As the MT Hojgaard judgment comes from the UK courts, it is not binding in Qatar and there has been no equivalent decision published by the Qatari courts. Therefore, if the courts were asked to determine the same question, i.e., whether the design standard or the (conflicting) industry standard should be met, it would, pursuant to Article 169.2, look to the common will of the parties and take into account the custom of the construction industry. This clearly leaves the outcome almost impossible to determine.

It is to a certain extent inevitable that complex contracts which seek to impose design requirements contain inconsistencies because they have been drafted by numerous authors. Technical requirements and design requirements should be clearly drafted to avoid this eventuality, and a risk analysis of contractual obligations should consider all operative requirements in both the contract terms and in the technical documents appended to those contracts.

The Qatari Civil Code on design standards

Two Articles of the Qatari Civil Code discuss the standard of care a contractor must meet when performing contractual obligations. As a starting point, Article 687 states:

“…the contractor shall perform the work in accordance with the applicable practices and within such reasonable period as required for the nature of the work, subject to established standards of workmanship.”

The contractor’s obligation is therefore only fulfilled when it produces a design using ‘applicable practices’ to a standard which is on par with established market benchmarks.

In the absence of an express contractual term to the contrary, Article 687 would therefore seem to impose on a contractor, undertaking design work, a standard of complying with the practices and standards of the market, which could therefore be akin to a standard of ‘reasonable’ care to the extent the market practice imposes that standard.

On the other hand, Article 694 (1) of the Qatar Civil Code appears to imply something different. Article 694 relates to the employer’s right to reject taking over the work. It states:

“The employer may reject taking over the work if any defect therein or breach of the agreed conditions renders the work unfit for its intended purpose.”

This appears to suggest that the designer must ensure the design meets a standard higher than that provided for by Article 687.

In short, the position on the applicable standard of contractual performance in Qatar is unclear, as Article 687 and Article 694 appear to be inconsistent on this point. However, as neither Article 687 nor Article 694 are mandatory provisions of the Qatar Civil Code, this may be academic as, in relation to design liability, the required standard of contractual performance will nearly always be agreed between the parties in their contract.

Conclusion

When drafting contracts, contractors must consider the design requirements the employer wishes to impose in the context of the ‘industry standards’ it is also being asked to achieved. If the industry standard is impossible to achieve using the employer’s design criteria, that issue should be resolved before the contract is entered into.

If an existing contract contains conflicting provisions, contractors should liaise with the employer to find an agreeable solution, preferably through a formal contract amendment, before performing the works. Failure to do so could result in a claim being brought by the employer, either because the structure does not comply with the design or because it does not meet the industry standard.

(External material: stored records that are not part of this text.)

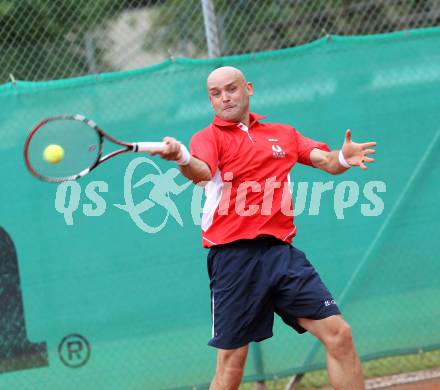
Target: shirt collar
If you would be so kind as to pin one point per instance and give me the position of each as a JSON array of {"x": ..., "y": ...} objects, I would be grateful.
[{"x": 252, "y": 119}]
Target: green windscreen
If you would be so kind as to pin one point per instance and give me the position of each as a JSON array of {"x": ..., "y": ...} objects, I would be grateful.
[{"x": 103, "y": 282}]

Contractors need to be careful not to assume a more onerous design and construction obligation than their contract tender review may at first identify. This case is a paradigm of how the odds are against a contractor of being relieved of liability where a ‘fitness for purpose’ obligation is contained in the contract. The contractor was not negligent, used criteria in an international standard in part of its calculations, but was ultimately responsible for the failure of the foundations supplied by it on the basis of how risk was allocated.